Esto generó campañas como la de “Los argentinos son derechos y humanos” y la proliferación de discursos contra medios de comunicación extranjeros, los cuales, eran acusados de promover propagandas “anti-argentinas”. Por su parte, la Cancillería creó la Dirección General de Prensa y Difusión. Con el Centro Piloto de Paris ubicado en la Embajada Argentina en Francia, su objetivo era coordinar acciones de propaganda en el exterior y enviar información que pudiera hacer frente a las denuncias tempranas hechas por exiliados, familiares de desaparecidos y organizaciones de derechos humanos.

En el antiguo ESMA también se encuentran los dormitorios de los cadetes, algunas de las oficinas de los oficiales, el casino y otras dependencias de la Armada Nacional que evidenciaban un funcionamiento “Normal” del complejo militar. Como cierre del recorrido, los visitantes pueden ver a partir de proyecciones video-gráficas cómo han ido avanzando los procesos judiciales contra los máximos responsables. Conocer casi en “carne propia” este periodo oscuro de la historia argentina, ha permitido desde este el Espacio -Declarado Monumento Histórico Nacional en agosto del 2008- reivindicar a la Memoria como la principal herramienta para la justicia y la no repetición.

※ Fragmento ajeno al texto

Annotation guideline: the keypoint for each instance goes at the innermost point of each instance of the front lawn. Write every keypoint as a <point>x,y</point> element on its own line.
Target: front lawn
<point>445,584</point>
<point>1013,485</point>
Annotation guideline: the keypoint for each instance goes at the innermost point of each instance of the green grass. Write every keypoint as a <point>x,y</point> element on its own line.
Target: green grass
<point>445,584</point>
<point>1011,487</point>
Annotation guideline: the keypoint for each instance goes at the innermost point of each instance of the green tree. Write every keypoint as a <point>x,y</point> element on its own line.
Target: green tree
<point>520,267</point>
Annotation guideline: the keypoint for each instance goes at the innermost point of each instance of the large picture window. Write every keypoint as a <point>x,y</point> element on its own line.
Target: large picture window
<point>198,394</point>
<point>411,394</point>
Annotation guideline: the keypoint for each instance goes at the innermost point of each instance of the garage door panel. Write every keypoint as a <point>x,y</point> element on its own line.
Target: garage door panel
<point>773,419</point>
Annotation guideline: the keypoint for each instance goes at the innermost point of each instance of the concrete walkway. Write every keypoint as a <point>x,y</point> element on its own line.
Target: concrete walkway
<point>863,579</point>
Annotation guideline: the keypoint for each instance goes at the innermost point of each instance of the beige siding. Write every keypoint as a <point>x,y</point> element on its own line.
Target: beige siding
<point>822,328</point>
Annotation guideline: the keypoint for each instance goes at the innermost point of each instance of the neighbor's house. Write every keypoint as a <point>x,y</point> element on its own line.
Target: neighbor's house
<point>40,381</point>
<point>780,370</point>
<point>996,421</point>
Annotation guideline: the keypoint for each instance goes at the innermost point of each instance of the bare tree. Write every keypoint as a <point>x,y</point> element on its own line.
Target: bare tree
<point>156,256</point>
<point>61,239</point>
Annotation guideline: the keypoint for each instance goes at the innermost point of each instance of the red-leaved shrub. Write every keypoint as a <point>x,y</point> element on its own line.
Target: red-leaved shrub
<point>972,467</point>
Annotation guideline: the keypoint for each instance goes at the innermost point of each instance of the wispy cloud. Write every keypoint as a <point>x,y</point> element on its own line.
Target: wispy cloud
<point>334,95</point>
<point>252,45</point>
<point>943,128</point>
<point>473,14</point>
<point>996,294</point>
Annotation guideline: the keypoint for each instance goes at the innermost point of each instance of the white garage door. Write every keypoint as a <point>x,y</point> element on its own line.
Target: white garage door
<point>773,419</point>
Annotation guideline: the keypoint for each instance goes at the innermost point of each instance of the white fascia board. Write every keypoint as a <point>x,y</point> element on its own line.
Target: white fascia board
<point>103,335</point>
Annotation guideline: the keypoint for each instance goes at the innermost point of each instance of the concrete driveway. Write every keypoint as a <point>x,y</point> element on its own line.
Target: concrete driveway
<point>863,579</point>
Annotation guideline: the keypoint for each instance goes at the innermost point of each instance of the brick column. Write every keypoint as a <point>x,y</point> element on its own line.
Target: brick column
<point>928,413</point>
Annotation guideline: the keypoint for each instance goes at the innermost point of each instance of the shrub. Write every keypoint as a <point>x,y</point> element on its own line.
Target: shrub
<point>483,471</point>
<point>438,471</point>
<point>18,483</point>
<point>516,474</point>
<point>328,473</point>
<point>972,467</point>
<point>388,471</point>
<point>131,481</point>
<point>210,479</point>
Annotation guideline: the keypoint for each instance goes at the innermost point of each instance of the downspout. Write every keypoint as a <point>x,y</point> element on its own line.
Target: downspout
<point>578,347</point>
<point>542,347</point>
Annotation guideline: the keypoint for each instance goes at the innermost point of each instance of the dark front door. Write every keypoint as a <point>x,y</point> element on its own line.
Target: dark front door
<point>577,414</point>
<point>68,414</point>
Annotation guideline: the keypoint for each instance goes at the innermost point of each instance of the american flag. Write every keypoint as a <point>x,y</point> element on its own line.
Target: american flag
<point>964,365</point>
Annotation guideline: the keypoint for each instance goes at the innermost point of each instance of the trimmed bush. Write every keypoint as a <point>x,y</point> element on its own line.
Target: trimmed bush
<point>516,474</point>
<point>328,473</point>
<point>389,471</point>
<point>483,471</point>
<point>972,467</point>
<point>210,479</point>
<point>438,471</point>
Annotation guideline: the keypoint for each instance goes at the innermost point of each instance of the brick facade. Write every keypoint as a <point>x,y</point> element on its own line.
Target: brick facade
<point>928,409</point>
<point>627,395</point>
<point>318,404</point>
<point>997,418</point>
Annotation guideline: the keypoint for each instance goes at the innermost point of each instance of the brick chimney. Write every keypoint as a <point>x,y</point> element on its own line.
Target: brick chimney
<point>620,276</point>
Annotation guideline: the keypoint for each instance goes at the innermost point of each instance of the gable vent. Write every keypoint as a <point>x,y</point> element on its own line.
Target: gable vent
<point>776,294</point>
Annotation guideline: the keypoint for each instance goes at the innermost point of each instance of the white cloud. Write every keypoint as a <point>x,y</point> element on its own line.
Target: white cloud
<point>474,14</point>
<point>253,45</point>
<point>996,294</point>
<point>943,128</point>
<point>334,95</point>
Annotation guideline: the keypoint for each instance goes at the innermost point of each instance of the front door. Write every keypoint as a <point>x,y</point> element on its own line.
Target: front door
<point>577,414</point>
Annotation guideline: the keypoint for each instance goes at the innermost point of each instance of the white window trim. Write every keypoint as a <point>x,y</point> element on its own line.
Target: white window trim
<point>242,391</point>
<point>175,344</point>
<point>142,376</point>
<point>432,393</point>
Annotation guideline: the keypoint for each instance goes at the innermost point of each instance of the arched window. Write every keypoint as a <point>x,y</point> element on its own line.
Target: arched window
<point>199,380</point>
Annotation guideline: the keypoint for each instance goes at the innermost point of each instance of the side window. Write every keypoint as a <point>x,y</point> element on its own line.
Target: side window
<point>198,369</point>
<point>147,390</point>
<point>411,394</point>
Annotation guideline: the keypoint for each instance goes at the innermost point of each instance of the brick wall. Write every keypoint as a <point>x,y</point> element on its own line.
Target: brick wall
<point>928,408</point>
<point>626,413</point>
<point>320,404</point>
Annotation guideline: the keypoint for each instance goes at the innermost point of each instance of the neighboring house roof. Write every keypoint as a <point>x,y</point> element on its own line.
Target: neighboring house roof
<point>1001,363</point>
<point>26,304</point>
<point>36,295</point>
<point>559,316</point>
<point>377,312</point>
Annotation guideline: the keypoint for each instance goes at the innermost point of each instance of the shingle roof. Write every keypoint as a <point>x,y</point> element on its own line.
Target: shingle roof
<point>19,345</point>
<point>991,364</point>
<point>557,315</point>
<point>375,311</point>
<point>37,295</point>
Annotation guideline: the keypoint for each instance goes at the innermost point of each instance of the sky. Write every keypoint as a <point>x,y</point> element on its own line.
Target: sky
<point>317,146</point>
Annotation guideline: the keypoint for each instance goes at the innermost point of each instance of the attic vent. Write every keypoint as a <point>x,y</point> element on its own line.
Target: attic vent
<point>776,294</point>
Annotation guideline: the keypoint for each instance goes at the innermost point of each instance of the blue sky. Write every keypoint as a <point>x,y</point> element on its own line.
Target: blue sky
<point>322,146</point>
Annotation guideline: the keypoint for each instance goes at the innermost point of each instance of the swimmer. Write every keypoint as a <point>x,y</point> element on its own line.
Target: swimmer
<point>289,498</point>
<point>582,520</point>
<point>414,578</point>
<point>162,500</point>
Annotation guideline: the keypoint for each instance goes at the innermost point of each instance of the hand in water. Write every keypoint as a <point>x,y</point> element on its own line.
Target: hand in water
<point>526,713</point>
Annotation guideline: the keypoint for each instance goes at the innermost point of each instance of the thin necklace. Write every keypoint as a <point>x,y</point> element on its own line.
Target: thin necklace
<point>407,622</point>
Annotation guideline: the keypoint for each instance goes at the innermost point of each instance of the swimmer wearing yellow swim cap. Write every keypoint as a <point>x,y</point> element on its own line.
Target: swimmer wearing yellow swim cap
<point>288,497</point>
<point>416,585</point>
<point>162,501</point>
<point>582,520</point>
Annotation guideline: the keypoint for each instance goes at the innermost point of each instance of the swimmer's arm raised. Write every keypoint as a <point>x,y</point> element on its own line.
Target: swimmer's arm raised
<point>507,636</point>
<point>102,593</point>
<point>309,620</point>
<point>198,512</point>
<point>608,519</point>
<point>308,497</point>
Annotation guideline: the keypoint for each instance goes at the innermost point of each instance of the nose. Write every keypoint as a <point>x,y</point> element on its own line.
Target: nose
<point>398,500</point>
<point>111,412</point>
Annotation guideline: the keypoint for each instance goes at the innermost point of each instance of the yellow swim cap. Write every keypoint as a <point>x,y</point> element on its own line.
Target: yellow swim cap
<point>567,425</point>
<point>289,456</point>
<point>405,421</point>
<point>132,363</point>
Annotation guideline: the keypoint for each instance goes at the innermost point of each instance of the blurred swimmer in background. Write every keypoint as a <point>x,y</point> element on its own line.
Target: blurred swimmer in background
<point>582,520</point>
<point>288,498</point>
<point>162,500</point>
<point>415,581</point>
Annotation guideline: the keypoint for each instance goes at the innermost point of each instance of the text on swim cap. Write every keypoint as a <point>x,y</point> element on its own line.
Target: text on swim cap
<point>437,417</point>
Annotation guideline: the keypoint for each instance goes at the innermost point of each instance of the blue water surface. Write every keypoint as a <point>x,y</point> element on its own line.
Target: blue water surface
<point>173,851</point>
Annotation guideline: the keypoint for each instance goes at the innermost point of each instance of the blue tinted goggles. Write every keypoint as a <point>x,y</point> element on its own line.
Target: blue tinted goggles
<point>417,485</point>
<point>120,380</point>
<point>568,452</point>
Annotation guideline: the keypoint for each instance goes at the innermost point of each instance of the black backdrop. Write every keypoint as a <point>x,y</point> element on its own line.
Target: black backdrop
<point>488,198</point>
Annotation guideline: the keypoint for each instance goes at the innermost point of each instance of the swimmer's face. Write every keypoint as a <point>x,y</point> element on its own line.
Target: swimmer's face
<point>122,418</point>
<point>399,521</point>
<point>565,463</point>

Uno de los mejores homenajes que puede hacerse a los más 5.000 retenidos en el lugar es privilegiar la verdad, buscar la lucha de los derechos y dejar mensajes de paz, en los cuales, prevalezcan en las nuevas generaciones que, aparte de las visitas guiadas que se programan para sus escuelas semanalmente, abran la puerta a la posibilidad de cambio y de paz que miles de víctimas quieren para todo el mundo.

¡Trabajemos por un Espacio para la Memoria y para la promoción y Defensa de los Derechos Humanos en Colombia!